Held 10 days before Washington hosts the XIX International AIDS Conference, aka AIDS 2012, the July 10 briefing at the National Press Club provided a brief overview of what the experts see as the status of the HIV/AIDS epidemic and the challenges facing those who seek to overcome it.
This year marks the first time in 22 years that the United States will host the conference of more than 25,000 delegates, due to the recent lifting of the HIV travel ban.
In keeping with the goals of the conference – namely, to share information with journalists and other activists about scientific advancements, treatments and care of HIV, and how best to move forward with specific solutions – all four of Tuesday’s panelists stressed that public policy decisions, both at the federal and state levels, were crucial to fighting the epidemic.
Ronald Johnson, vice president of policy and advocacy at AIDS United, called for full implementation of the Affordable Care Act by federal and local officials in order to increase access to needed testing, preventative care and treatment among vulnerable and low-income populations.

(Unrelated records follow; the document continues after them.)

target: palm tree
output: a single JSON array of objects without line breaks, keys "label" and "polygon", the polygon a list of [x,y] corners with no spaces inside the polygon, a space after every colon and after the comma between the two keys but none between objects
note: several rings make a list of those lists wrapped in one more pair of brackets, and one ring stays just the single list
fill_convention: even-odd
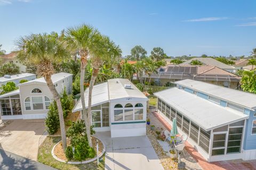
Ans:
[{"label": "palm tree", "polygon": [[68,49],[73,53],[77,52],[80,56],[80,93],[83,108],[82,116],[86,128],[88,143],[92,147],[91,138],[90,113],[86,112],[84,92],[84,81],[85,68],[88,58],[94,55],[99,46],[101,46],[102,36],[97,29],[89,25],[82,25],[68,29],[65,32],[64,43]]},{"label": "palm tree", "polygon": [[[105,61],[115,61],[121,56],[122,51],[119,46],[111,41],[107,36],[102,36],[103,45],[99,48],[95,55],[92,57],[92,74],[89,85],[88,112],[90,113],[92,108],[92,93],[95,80],[97,78],[99,69],[103,67]],[[91,119],[91,114],[88,117]]]},{"label": "palm tree", "polygon": [[253,70],[253,66],[256,66],[256,59],[251,59],[249,60],[249,62],[248,62],[249,64],[252,64],[252,70]]},{"label": "palm tree", "polygon": [[37,66],[37,74],[44,78],[56,101],[60,120],[62,148],[67,146],[65,125],[60,98],[51,79],[54,73],[53,63],[59,63],[70,55],[61,43],[55,34],[51,35],[31,34],[19,38],[15,44],[18,47],[18,56],[21,61],[26,61]]}]

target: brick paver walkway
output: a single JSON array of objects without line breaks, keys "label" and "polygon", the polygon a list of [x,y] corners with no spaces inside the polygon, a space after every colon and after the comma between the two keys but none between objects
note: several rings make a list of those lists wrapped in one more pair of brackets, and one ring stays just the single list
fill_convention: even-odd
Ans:
[{"label": "brick paver walkway", "polygon": [[[152,114],[168,131],[171,129],[172,126],[156,111]],[[209,163],[188,142],[186,142],[185,144],[187,151],[204,170],[256,170],[255,160],[243,161],[238,159]]]}]

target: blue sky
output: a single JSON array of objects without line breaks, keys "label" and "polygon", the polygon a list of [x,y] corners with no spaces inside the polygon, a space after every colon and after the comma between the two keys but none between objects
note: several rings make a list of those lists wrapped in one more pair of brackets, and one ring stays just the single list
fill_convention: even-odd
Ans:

Johnson also spoke forcefully about the need to fight against cuts to other social health programs, such as Medicaid, Medicare and the Ryan White Program, which provides health care for low-income people with HIV. Together, those programs are estimated to be the major form of insurance coverage for nearly 80 percent of all HIV patients visiting medical offices.
”It is time to stop the political fighting and move to full implementation of the ACA – not only in Washington, but in each of the states,” Johnson said.
A. Cornelius Baker, national policy advisor for the National Black Gay Men’s Advocacy Coalition, pointed out that social programs were important to fighting HIV/AIDS because they grew out of a time when the American health system was unequipped to deal with large numbers of men who could often no longer work and were ineligible for private insurance.
Both Johnson and Baker highlighted the urgency of ensuring access to care for those infected with HIV by recounting their own experiences as men living with HIV.
”Living with HIV, it is what it is, and I’ve been fortunate,” Baker said of his experience, starting with his own infection in his early 20s. ”I’ve been privileged to be employed and get my coverage through my employer.”
But, he noted, even when he was uninsured for one year, he was able to afford the $2,000 a month to pay for his HIV medications. Most people, particularly those who are poor, cannot afford such a high price tag, thereby calling attention to the need for federal and state health care policies that both treat diseases like HIV/AIDS and provide better access to care.
”We are not our own lives,” he said, speaking of the need to seek out solutions for the well-being society at large. ”We can not live selfishly.”